Ainda não fazia ideia de como abordar o seu pupilo, mas imaginava que não poderia ser assim tão difícil. Eles eram aluno e professor, e a capoeira tinha ética própria. O rapaz era desmiolado, mas estava numa encrenca muito grande para negar a sua ajuda. O que ele queria dando um mata leão numa idosa dentro de um asilo? Roubar um dente de ouro incrustado na dentadura dela? Não havia nada de valioso num lugar como aquele. A única coisa que ele conseguiu foi roubar a paz do lugar e da vizinhança, que já começava a tocar fogo em pneus no meio das ruas, culpando a inércia da polícia, que estava recuada preventivamente para que uma tragédia não se anunciasse. Foi com a pose de bom samaritano que ele desembarcou do seu transporte e logo viu que não seria nada fácil se aproximar. Precisava achar o comandante da operação e se apresentar. Aquele pobre rapaz, órfão de pai e mãe, precisava dar ouvidos a quem tinha alguma autoridade sobre ele.

 

—-

 

Já havia desistido de passar no asilo depois que entrou no meio de um protesto de moradores da região. Não entendeu o que reivindicavam, mas também teve certeza que era tarde demais para dar marcha a ré. O asilo estava próximo e a sua preocupação eram as crianças, que estavam quietas e fascinadas com as labaredas que valsavam sobre a borracha dos pneus. Havia palavras de ordem que Abdias não conseguiu compreender. Para a sua surpresa, uma silhueta familiar surgiu à sua frente, e tratou de subir com o veículo no canteiro do acostamento para ficar melhor protegido da balbúrdia. Buzinou e fez um aceno com a mão, chamando a atenção dela, que se aproximou ainda sem saber quem estava a bordo.

 

— Sr. Abdias? O que está fazendo aqui? - Perguntou Samira, abaixando-se na janela ao identificá-lo.

— Vim me despedir de sua mãe. Estou indo embora para o interior. O que está acontecendo? As pessoas enlouqueceram?

— É o que está perto de acontecer comigo. Lembra daquele desordeiro conhecido pela alcunha de Montila?

— O que assaltou a minha farmácia uma vez com mais dois delinquentes?

— Esse mesmo. Fez a minha mãe de refém. Estou preocupada porque Justino foi ver se havia algo a ser feito e até agora não voltou. Já me arrependi de ter deixado ele ir.

— Você pode fazer um favor ao seu pa… a um velho amigo da sua mãe? Tome conta dessas crianças aqui que vou atrás de Justino e ver se posso ajudar.

— São os filhos de Cláudia? Onde ela está?

— É uma longa história minha querida. Aliás, também tenho uma história para lhe contar na volta e que diz respeito a você e a mim. Mas antes preciso falar com a sua mãe.

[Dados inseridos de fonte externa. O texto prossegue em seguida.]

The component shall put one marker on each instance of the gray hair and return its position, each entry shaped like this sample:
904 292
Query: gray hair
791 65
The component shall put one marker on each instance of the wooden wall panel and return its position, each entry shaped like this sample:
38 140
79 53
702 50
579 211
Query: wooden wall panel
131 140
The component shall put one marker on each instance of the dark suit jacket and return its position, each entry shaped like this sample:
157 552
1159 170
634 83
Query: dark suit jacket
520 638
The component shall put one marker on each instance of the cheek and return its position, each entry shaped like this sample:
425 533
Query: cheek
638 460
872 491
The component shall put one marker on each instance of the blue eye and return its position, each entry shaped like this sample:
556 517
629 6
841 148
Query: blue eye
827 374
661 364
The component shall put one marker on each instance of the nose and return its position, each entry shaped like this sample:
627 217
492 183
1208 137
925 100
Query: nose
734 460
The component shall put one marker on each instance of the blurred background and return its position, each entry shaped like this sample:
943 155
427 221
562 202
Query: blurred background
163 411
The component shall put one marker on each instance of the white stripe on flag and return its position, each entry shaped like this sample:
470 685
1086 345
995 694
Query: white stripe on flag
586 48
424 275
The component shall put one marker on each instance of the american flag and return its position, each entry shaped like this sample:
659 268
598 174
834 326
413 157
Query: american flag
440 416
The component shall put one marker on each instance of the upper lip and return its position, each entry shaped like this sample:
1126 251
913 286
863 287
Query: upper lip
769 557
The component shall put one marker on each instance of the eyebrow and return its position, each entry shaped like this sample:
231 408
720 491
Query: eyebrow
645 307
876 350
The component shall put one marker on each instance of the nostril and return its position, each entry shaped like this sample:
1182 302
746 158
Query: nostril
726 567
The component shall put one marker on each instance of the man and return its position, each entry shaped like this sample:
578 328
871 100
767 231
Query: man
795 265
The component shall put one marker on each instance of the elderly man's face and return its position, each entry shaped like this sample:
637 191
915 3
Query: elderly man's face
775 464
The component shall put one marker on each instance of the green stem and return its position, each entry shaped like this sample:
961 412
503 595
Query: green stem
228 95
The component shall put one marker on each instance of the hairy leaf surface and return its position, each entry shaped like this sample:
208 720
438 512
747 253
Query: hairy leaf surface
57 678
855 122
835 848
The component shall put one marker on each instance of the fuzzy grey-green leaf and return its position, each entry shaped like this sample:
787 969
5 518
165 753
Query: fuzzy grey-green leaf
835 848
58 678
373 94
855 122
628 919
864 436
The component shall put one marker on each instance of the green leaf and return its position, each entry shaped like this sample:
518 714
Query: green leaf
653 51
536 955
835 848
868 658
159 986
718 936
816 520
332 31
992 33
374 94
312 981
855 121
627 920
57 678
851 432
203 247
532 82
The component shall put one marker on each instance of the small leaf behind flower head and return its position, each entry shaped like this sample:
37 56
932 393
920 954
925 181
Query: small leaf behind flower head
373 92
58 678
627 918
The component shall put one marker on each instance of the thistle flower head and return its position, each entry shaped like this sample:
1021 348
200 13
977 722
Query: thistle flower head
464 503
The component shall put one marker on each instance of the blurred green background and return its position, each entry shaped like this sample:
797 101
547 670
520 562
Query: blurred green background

— Tenha cuidado, Montila está muito nervoso. Ninguém sabe o que ele quer, ele não pede nada. A polícia está confusa. E toda vez que ameaça se aproximar ele aperta o cano do revólver na cabeça da minha mãe ameaçando matá-la - Alertou, vendo-o se afastar, mas curiosa sobre o que o ex-dono da farmácia tinha para lhe dizer sobre ambos, e entrando no carro antes que as crianças dessem por falta do padrasto e começassem a chorar.

 

 

— Você precisa parar com isso de uma vez por todas. Sabe o trabalho que me deu para livrar seu rabo do caso daquela moça que se suicidou por sua causa? Você precisa se tratar. Ainda me pego pensando como foi que você chegou a esse cargo de chefia e ninguém sabe nada a respeito da sua psicose.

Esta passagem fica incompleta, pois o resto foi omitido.